Merecida a homenagem que Salsa presta ao músico Benny Carter em sua recente resenha. Pelo fato de ter sido uma pessoa absolutamente normal durante toda sua longa carreira, Carter não costuma ser muito festejado nos meios jazzísticos. Sem a ira dionisíaca de um Charles Mingus, sem a excentricidade esquizofrênica de um Thelonious Monk e sem o sorriso perigoso de Duke Ellington, Carter dificilmente é citado como um dos maiores músicos do jazz. É grande o engano ou flagrante a injustiça colocá-lo no segundo escalão.
Carter é, entre outras coisas, o melhor arranjador da transição entre as décadas de 1920 e 1930, época em que Heisenberg proclamava o princípio da incerteza na Física. Tendo aprendido o ofício da orquestração por conta própria, chegou a rivalizar e até mesmo superar alguns mestres da época, como Don Redman. Fugindo ao modelo de sucesso fácil oferecido pelo swing, estilo que assolava o EUA nesses tempos, Carter construiu uma obra genial com humildade, independência e sensibilidade. Sua obra somente pode ser comparada à montanhesca criação da dupla Ellington & Strayhorn.
Ao contrário do trabalho de Ellington, essencialmente instrumental, as composições de Carter são extremamente ‘cantáveis’, característica que comprova sua veia de grande solista.
Benny Carter (1907-2003)
Ao contrário do trabalho de Ellington, essencialmente instrumental, as composições de Carter são extremamente ‘cantáveis’, característica que comprova sua veia de grande solista.
Além do trabalho como arranjador e compositor, Carter era um exímio instrumentista, capaz de cantar, tocar piano, trombone, trompete e os saxofones soprano, alto e tenor.
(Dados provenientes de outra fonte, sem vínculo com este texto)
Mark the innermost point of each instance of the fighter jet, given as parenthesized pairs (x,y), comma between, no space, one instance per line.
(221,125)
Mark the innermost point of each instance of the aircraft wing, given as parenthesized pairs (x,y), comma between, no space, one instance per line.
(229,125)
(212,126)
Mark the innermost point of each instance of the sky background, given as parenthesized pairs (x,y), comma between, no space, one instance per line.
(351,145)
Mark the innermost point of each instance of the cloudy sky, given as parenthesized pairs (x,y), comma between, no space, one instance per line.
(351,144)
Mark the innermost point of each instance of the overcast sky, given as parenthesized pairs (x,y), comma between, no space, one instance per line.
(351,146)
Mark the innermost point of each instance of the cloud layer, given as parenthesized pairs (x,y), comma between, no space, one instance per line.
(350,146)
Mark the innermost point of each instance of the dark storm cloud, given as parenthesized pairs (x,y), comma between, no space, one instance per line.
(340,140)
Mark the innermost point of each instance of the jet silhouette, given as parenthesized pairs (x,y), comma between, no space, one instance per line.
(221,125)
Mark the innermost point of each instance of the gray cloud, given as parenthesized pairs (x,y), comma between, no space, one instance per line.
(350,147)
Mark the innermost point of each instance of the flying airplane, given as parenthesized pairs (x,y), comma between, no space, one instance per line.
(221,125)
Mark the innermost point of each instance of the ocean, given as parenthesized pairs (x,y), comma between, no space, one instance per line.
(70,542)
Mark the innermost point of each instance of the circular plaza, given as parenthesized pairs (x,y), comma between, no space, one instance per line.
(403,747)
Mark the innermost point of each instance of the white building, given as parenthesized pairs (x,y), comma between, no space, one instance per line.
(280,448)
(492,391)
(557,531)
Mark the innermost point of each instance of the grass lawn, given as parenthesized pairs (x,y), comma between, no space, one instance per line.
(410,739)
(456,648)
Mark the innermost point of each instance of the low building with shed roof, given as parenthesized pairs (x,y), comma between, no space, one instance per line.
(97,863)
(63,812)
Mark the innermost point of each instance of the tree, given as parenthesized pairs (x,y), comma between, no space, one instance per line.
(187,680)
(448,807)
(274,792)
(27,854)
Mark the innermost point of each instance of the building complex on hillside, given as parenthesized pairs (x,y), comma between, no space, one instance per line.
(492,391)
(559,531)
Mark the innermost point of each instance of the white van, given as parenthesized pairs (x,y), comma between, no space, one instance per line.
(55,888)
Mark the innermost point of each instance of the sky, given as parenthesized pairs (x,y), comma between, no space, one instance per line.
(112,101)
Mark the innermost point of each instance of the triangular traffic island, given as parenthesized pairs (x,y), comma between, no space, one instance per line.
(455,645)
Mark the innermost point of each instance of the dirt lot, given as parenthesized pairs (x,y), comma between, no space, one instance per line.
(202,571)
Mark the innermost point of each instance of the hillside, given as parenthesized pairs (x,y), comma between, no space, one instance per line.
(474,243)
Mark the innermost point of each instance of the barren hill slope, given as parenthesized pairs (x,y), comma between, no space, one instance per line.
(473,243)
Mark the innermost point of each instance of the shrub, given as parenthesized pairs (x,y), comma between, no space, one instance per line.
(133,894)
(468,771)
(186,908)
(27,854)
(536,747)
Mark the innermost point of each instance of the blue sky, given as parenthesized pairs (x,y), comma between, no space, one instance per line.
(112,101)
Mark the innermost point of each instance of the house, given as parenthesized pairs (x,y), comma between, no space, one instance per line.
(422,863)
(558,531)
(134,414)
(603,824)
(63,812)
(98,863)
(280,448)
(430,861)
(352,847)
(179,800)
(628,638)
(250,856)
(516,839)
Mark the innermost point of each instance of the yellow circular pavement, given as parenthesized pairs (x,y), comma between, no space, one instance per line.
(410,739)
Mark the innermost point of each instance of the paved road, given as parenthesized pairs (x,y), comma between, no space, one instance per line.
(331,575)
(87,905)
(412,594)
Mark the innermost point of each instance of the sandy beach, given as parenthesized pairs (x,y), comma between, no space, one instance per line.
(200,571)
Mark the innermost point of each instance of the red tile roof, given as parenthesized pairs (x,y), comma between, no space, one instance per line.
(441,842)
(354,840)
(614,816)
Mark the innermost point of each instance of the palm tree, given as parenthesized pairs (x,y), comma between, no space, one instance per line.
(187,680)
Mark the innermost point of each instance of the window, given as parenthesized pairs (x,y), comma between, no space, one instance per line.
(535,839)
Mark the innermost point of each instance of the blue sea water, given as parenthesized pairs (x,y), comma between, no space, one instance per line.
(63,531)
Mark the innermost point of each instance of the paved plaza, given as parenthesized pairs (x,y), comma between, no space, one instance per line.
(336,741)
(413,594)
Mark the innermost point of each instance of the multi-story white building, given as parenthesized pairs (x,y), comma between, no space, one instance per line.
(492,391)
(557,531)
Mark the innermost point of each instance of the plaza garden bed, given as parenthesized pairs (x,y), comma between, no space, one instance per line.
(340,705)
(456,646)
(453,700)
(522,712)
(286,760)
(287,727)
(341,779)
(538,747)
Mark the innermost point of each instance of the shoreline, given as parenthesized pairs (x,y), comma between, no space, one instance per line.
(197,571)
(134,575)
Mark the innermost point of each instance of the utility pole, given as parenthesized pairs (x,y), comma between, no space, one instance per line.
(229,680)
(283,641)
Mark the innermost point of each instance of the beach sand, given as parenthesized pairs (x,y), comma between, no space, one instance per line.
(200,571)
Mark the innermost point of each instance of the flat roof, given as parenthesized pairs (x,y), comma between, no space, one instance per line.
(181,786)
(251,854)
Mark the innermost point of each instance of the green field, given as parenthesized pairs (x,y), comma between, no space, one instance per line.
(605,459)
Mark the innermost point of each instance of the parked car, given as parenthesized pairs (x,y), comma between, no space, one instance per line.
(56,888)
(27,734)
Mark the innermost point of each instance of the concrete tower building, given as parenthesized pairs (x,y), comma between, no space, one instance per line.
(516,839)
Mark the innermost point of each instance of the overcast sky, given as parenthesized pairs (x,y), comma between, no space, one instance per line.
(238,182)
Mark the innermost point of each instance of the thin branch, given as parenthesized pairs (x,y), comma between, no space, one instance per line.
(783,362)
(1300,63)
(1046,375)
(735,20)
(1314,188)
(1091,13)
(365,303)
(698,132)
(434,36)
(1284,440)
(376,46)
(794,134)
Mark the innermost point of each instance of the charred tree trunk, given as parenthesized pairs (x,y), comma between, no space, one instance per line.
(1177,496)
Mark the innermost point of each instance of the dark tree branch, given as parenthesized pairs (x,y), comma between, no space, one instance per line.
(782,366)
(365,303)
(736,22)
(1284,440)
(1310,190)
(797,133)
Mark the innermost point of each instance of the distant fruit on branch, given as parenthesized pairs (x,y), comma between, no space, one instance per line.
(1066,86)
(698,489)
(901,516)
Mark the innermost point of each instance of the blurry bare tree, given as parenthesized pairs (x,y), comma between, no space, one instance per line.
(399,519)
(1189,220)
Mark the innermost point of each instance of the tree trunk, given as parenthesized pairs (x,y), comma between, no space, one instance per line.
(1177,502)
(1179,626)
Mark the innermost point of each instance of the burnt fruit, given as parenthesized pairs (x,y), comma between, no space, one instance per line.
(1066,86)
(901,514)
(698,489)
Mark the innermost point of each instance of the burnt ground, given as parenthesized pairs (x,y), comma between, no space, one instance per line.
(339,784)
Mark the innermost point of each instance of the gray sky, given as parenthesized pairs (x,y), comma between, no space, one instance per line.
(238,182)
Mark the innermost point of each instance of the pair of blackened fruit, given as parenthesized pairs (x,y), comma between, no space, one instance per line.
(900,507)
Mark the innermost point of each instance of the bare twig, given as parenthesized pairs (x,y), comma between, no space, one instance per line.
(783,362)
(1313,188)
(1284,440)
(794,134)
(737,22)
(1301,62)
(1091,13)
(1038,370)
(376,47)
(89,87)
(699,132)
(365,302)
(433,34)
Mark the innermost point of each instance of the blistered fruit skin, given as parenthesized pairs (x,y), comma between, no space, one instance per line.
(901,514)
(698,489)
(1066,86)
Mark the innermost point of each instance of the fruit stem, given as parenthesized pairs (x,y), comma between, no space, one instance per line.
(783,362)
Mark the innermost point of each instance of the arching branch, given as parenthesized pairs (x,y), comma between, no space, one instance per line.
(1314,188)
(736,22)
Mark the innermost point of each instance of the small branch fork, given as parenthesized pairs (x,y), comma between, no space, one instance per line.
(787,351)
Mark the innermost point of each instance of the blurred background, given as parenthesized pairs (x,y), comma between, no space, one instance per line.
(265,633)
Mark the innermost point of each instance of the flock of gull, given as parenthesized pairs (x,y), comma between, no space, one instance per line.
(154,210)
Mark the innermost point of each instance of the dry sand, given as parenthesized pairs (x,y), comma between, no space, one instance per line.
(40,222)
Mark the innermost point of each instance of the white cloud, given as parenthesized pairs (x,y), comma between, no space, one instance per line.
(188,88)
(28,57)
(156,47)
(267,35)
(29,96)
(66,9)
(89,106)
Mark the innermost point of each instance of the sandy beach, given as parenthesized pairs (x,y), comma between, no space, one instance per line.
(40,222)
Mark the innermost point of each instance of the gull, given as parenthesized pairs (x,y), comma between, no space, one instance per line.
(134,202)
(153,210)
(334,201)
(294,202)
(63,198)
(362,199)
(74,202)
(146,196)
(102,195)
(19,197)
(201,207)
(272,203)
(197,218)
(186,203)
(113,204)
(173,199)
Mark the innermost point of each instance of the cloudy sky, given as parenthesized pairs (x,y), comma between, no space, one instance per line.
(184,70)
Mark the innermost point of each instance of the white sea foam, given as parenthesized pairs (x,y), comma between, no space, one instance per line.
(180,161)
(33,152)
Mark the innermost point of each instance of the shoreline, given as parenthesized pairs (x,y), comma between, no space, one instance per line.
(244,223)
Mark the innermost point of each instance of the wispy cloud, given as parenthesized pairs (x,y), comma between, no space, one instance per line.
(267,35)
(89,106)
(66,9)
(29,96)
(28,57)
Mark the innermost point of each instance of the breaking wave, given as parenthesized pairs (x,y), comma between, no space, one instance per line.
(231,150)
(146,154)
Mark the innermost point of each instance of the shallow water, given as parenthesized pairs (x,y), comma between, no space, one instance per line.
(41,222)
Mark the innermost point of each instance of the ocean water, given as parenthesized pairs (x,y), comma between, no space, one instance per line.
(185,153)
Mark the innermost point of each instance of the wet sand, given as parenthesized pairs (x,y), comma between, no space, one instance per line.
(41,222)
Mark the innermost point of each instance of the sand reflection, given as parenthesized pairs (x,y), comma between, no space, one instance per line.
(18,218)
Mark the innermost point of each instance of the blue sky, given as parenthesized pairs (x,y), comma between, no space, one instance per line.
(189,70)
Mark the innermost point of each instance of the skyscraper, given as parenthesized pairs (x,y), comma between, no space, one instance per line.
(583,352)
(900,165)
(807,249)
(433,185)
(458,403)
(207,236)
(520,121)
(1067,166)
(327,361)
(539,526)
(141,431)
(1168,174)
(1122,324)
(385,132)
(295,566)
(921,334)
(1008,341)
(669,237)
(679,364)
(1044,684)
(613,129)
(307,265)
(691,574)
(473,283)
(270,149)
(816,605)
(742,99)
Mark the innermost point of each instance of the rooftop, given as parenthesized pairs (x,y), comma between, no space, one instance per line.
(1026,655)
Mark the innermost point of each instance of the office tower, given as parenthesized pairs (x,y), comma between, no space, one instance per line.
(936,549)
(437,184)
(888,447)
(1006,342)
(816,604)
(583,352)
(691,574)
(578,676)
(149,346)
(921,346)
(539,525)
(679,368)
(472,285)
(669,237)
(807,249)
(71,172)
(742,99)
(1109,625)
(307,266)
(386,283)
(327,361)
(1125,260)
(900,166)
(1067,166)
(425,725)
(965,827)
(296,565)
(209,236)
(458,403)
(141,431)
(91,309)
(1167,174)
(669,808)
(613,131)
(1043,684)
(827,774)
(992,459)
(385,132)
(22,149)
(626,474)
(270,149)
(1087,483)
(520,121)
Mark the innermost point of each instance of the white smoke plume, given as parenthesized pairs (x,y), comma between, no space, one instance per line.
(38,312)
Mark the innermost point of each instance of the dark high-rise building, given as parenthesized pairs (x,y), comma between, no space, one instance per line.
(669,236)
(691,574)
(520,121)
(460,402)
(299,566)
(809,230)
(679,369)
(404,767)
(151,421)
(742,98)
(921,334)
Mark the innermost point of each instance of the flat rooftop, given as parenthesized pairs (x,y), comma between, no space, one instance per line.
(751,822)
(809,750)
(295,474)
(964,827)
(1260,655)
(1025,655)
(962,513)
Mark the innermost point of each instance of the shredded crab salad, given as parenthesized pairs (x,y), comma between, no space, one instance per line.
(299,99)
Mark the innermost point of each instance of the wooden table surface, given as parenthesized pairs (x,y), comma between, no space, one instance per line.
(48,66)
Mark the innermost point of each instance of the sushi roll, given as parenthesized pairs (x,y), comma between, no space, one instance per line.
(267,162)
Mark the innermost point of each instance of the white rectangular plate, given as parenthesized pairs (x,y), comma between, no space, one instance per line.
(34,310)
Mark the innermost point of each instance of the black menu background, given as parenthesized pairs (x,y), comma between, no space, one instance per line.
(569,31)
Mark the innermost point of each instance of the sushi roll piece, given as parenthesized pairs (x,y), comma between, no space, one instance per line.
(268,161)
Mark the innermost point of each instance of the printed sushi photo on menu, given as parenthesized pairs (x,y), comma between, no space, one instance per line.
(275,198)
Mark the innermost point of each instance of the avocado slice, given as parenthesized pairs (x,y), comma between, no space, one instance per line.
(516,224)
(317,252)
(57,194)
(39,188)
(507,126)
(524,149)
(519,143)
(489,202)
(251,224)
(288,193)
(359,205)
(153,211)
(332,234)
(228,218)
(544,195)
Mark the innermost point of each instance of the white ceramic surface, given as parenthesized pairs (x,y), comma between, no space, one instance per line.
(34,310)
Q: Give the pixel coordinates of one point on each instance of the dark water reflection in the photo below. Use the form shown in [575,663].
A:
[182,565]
Embora excelente trompetista, foi com o sax alto que Carter se destaca como um dos mais importantes improvisadores do jazz: suave, doce e tranqüilo, nem mesmo a velocidade assustadora imposta por Charlie Parker foi capaz de ofuscar a beleza de seus solos. Sua sonoridade única influenciou vários mestres do saxofone, entre eles Sonny Rollins. Carter era o tipo de pessoa que, assim como o inigualável Lester Young, apesar de negro, nunca teve vergonha ou malícia em negar a profunda influência recebida de Frank Trumbauer, um excepcional saxofonista branco renegado no jazz por sua cor. Para Carter a beleza da música estava acima do racismo irracional.
Carter provou com seu trabalho que nem toda música doce e agradável é necessariamente música de elevador ou de consultório dentário. Sua obra comprova que a música pode ser inteligente e complexa sem ser necessariamente chata e inaudível. Ele sabia, mais e melhor que todos nós, que o sucesso obedece cegamente ao princípio da incerteza, principalmente When Lights Are Low. Mas o mestre, é claro, não se importava com isso.
Benny Carter (1907-2003)
3 comentários:
grande e informado Lester
Grande músico e merecida resenha. Parabéns pelo blog.
Neste exato momento estou ouvindo o maravilhoso cd Further definitions (quase escrevi intentions - Freud explica?), com a orquestra de Benny Carter. Estão lá mr. Hawkins, Rouse, Jo Jones e mais um bando de gente boa. Obrigado, bom deus.